King Edward Memorial Hospital, Subiaco, Australia, 2Refugee Health Service, Perth Children’s Hospital, Nedlands, Australia
BACKGROUND AND AIMS:
Nutritional deprivation, inadequate diet and food insecurity are common refugee experiences. The growth and nutritional status of paediatric refugees following resettlement, and related interplay with socioeconomic factors, remain less defined.
Methodology: Standardised dietary, medical and socio demographic health assessments of new refugee patients attending a multidisciplinary paediatric Refugee Health Service (RHS) in Western Australia between 2010-2015 were analysed. Data from 1131 paediatric refugees are described.

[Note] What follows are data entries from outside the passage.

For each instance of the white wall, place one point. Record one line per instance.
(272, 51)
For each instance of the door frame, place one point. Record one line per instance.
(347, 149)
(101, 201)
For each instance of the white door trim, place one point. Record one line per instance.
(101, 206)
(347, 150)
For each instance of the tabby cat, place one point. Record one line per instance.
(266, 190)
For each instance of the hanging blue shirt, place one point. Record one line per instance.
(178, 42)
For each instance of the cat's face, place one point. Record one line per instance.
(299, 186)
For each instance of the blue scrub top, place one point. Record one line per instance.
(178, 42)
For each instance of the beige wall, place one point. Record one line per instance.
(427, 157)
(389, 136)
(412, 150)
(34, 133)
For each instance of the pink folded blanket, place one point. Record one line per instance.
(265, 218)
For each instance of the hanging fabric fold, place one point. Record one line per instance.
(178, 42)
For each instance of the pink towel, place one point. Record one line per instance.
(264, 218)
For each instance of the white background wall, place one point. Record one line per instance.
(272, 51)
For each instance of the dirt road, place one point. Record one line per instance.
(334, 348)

The majority of the cohort required interpreters and resided in lowest socioeconomic areas, which influences access to affordable healthy food. Nutritional deficiencies were common but varied across ethnicities; vitamin D deficiency (50.3%), iron deficiency (12.5%) and anaemia (7.3%). Inadequate dairy intake was common (49.1%) and highest in children of Southeast Asian descent.
32.6% of children did not consume meat, which reflected accessibility not vegetarianism. Juice intake was excessive (53.4%). Infant breastfeeding was sustained (77.8%) and prolonged breastfeeding (44% aged 12-24 months) was significantly associated with increased risk of iron deficiency (OR 4.0, 95% confidence interval 1.4-11.6). Median body mass index increased significantly for those >24 months between referral and RHS assessment (median period 1.8 months).
The demonstrated post-resettlement weight gain potentially increases the risk for overweight, obesity and metabolic syndrome. Overall, 27.1% required additional formal dietetic follow-up, with nutritional concerns higher in refugee children <24 months compared to older patients.
Implications and conclusions: Identification of frequent post-settlement nutritional concerns have been captured through structured holistic multidisciplinary paediatric health screening. Our findings highlight ongoing socioeconomic impoverishment and access barriers that impact on families’ acculturation processes, possibly impacting malnutrition and future weight gain.
Specific screening for socioeconomic influencing factors including education, poverty and food insecurity within refugee clinical assessments is recommended. Development of targeted, culturally appropriate parental education resources and interventions may improve management following resettlement.